CERC Adopts Tariff for 3 GW of Thermal-Bundled Solar Projects Tendered in 2015

The Central Electricity Regulatory Commission (CERC) has passed an order approving tariffs ranging between ₹3.15 (~$0.043)/kWh and ₹5.19 (~$0.071)/kWh for 3 GW of solar projects bundled with thermal power under NTPC Limited’s tender issued in 2015.


NTPC had filed a petition seeking CERC’s approval for the discovered tariffs in May 2020 even though the projects were awarded in 2017. The projects, spread across Andhra Pradesh, Karnataka, Rajasthan, Telangana, and Uttar Pradesh, were awarded to 29 companies, including Azure Power, ACME Solar, ReNew, Tata Power, SBG Cleantech, and Prayatna Developers (Adani).

NTPC submitted that the successful bidders were selected and the final tariffs were set between ₹3.15 (~$0.043)/kWh and ₹5.19 (~$0.071)/kWh and that it had also made arrangements to sell the 3 GW of power to the respective distribution companies (DISCOM) for the same tariff. It also set a trading margin of ₹0.07 (~$0.0009)/kWh on this tariff.
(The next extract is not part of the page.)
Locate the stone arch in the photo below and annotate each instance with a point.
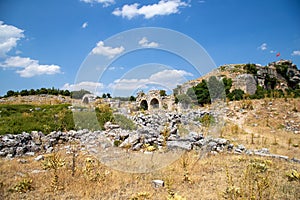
(154, 103)
(144, 105)
(85, 100)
NTPC said that the delay in approaching the CERC for tariff approval was due to ambiguity regarding the jurisdiction of the central and state electricity regulatory commissions (SERC) in the approval and procurement processes. It explained that companies under the central government are expected to approach both the central and state commissions for tariff approval for ‘bundled’ power projects.

The company explained that this requirement was not there in the guidelines or the bidding documents. Distribution licensees had to approach their respective state electricity regulatory commissions for procurement approval. However, it noted that the projects were already commissioned and had started supplying power under their power purchase and sale agreements to DISCOMs. They were also being paid for it.

Commission’s Stance 

The Commission noted the considerable delay in NTPC approaching the CERC for tariff adoption. It said that NTPC should have acted immediately but had demonstrated “utter negligence and lack of diligence” in its decision to delay financial transactions for so long despite knowing that the tariff had not been adopted as per guidelines.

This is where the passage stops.